The Tale Of Tsar Saltan
Albina Shagimuratova, Irina Churilova, Edward Tsanga, Mikhail Vekua, Elena Vitman; Mariinsky Chorus & Orchestra/Valery Gergiev; dir. Alexander Petrov (St Petersburg, 2015)
Mariinsky MAR0597 (Blu-Ray + DVD)
These days we see there’s much more to Rimsky-Korsakov’s operas than lushly glittering fantasy. In particular, there’s the mysticism of The Legend of the Invisible City of Kitezh and the Maiden Fevroniya, and Mlada; there’s the satire of The Golden Cockerel, and the grimly characterful melodrama of The Tsar’s Bride. With The Tale of Tsar Saltan, though, we’re squarely in fairy-tale territory, a classic Russian skazka from Pushkin’s poem, with ugly sisters, lost prince, witch, magical swan-princess and the like – all of which inspired some of Rimsky’s most gorgeous music, including the famous Flight of the Bumblebee (arranged from two passages) and his signature sea painting.
Poetic imagery, rather than realistic drama, is the point, and this Mariinsky staging, which came to London in 2008, is aptly based on the illustrations of the great Ivan Bilibin, which for over a century have characterised skazki for Russians – though updating his soft hues with vivid post-modern colours, projected graphics and scenic links from Ivanov-Vano’s famous animated version (uncredited). ‘Invisible’ masked mimes, as in Oriental theatre, manage the various magical effects, though the final ‘Three Wonders’ are slightly skimped.
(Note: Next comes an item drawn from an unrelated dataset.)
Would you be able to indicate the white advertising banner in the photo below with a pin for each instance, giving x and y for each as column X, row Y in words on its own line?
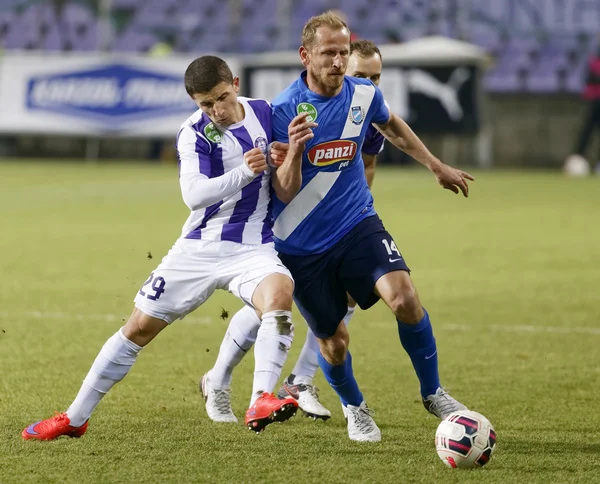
column 94, row 95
Unlike the only previous video, Harry Kupfer’s cutesy-pie and brutally cut East German effort (Quantum Leap), it looks superb on screen (despite some inept hand-held camera-work), a kind of super-pantomime – too long for most children, unfortunately, in Valery Gergiev’s luxuriant, relishing reading.
In this 2015 staging, the singers are good rather than exceptional. Edward Tsanga (who sadly died in 2017, at only 37) is a smooth basso cantante Saltan; soprano Irina Churilova as his wronged wife sings beautifully but not very expressively. Mikhail Vekua’s ardent tenor and lively stage presence suits their son Prince Guidon, and the sisters, supporting cast and chorus are excellent.
The only international name, coloratura soprano Albina Shagimuratova, provides the best singing as a radiant-toned Swan Princess, if less ethereal than others I’ve seen in this staging.
Altogether, this is a fine performance of another Rimsky rarity, well worth adding to one’s collection.